After the client establishes a connection and sends a pull request, the server returns messages if available; otherwise it suspends the connection until new messages arrive or the request times out, after which the client disconnects.

2. RocketMQ Implementation

2.1 Consumer Side

RocketMQ’s consumer long‑polling has two timeout configurations:

brokerSuspendMaxTimeMillis : the maximum time the broker will keep a suspended pull request before responding, regardless of whether new messages exist.

consumerTimeoutMillisWhenSuspend : the timeout for the consumer’s pull request, which must be greater than brokerSuspendMaxTimeMillis (validated on client initialization).

Note: both parameters are not recommended to be modified in production.

if (this.defaultLitePullConsumer.getConsumerTimeoutMillisWhenSuspend() < this.defaultLitePullConsumer.getBrokerSuspendMaxTimeMillis()) {
    throw new MQClientException(
        "Long polling mode, the consumer consumerTimeoutMillisWhenSuspend must greater than brokerSuspendMaxTimeMillis" +
        FAQUrl.suggestTodo(FAQUrl.CLIENT_PARAMETER_CHECK_URL),
        null);
}

2.2 Broker Side

The broker enables long polling via the longPollingEnable flag (enabled by default).
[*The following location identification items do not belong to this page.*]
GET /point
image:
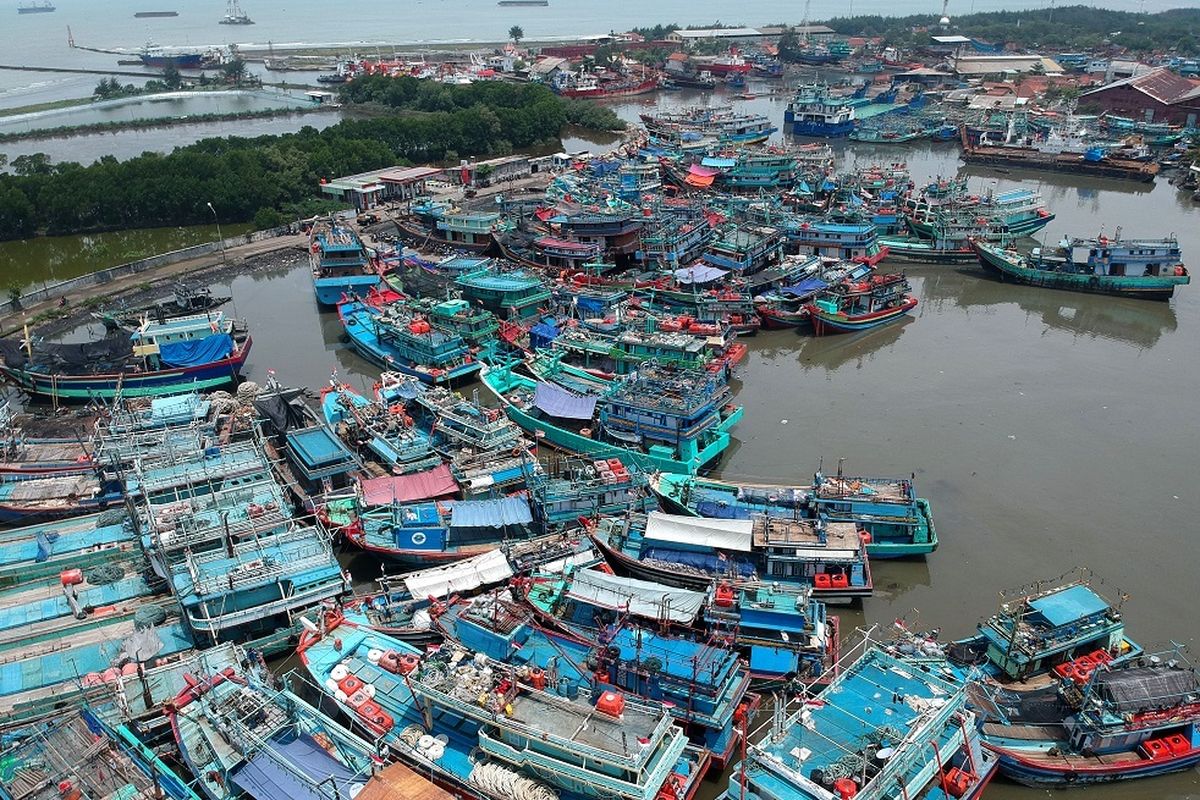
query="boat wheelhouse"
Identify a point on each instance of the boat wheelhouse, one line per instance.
(693, 552)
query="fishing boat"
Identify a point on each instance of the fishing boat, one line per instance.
(187, 300)
(341, 264)
(1101, 722)
(430, 533)
(1131, 268)
(814, 112)
(702, 684)
(377, 431)
(29, 499)
(659, 419)
(859, 306)
(1012, 214)
(897, 523)
(180, 355)
(1037, 631)
(888, 727)
(399, 341)
(510, 294)
(691, 552)
(484, 728)
(240, 737)
(780, 629)
(79, 755)
(433, 222)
The suspension duration is controlled by suspendTimeoutMillis , whose value comes from the consumer’s brokerSuspendMaxTimeMillis parameter.

2.2.1 Suspending Requests

When the broker receives a pull request with no new messages, it places the request into pullRequestTable for later processing.

// PullMessageProcessor#processRequest
case ResponseCode.PULL_NOT_FOUND:
    if (brokerAllowSuspend && hasSuspendFlag) {
        // suspendTimeoutMillisLong is the consumerTimeoutMillisWhenSuspend value
        long pollingTimeMills = suspendTimeoutMillisLong;
        if (!this.brokerController.getBrokerConfig().isLongPollingEnable()) {
            pollingTimeMills = this.brokerController.getBrokerConfig().getShortPollingTimeMills();
        }
        String topic = requestHeader.getTopic();
        long offset = requestHeader.getQueueOffset();
        int queueId = requestHeader.getQueueId();
        PullRequest pullRequest = new PullRequest(request, channel, pollingTimeMills,
            this.brokerController.getMessageStore().now(), offset, subscriptionData, messageFilter);
        // suspend the request
        this.brokerController.getPullRequestHoldService().suspendPullRequest(topic, queueId, pullRequest);
        response = null;
        break;
    }

2.2.2 Processing Suspended Requests

A dedicated thread periodically checks and resumes suspended pull requests. The core loop is shown below:

public void run() {
    log.info("{} service started", this.getServiceName());
    while (!this.isStopped()) {
        try {
            // long‑polling mode, wait 5 seconds before processing
            if (this.brokerController.getBrokerConfig().isLongPollingEnable()) {
                this.waitForRunning(5 * 1000);
            }
            // handle suspended requests
            this.checkHoldRequest();
        } catch (Throwable e) {
            log.warn(this.getServiceName() + " service has exception. ", e);
        }
    }
}

protected void checkHoldRequest() {
    for (String key : this.pullRequestTable.keySet()) {
        String[] kArray = key.split(TOPIC_QUEUEID_SEPARATOR);
        if (2 == kArray.length) {
            String topic = kArray[0];
            int queueId = Integer.parseInt(kArray[1]);
            long offset = this.brokerController.getMessageStore().getMaxOffsetInQueue(topic, queueId);
            try {
                this.notifyMessageArriving(topic, queueId, offset);
            } catch (Throwable e) {
                log.error("check hold request failed. topic={}, queueId={}", topic, queueId, e);
            }
        }
    }
}

The notifyMessageArriving method follows three rules: (1) if new messages arrive, respond to the consumer; (2) if the request has timed out, respond even without new messages; (3) otherwise keep the request suspended and retry after 5 seconds.

3. Summary

Long polling reduces unnecessary poll requests and improves request efficiency. RocketMQ’s consumer long‑polling can be configured, and when message volume is low, consumers need not poll frequently; however, the consumer timeout must always be greater than the broker’s polling timeout.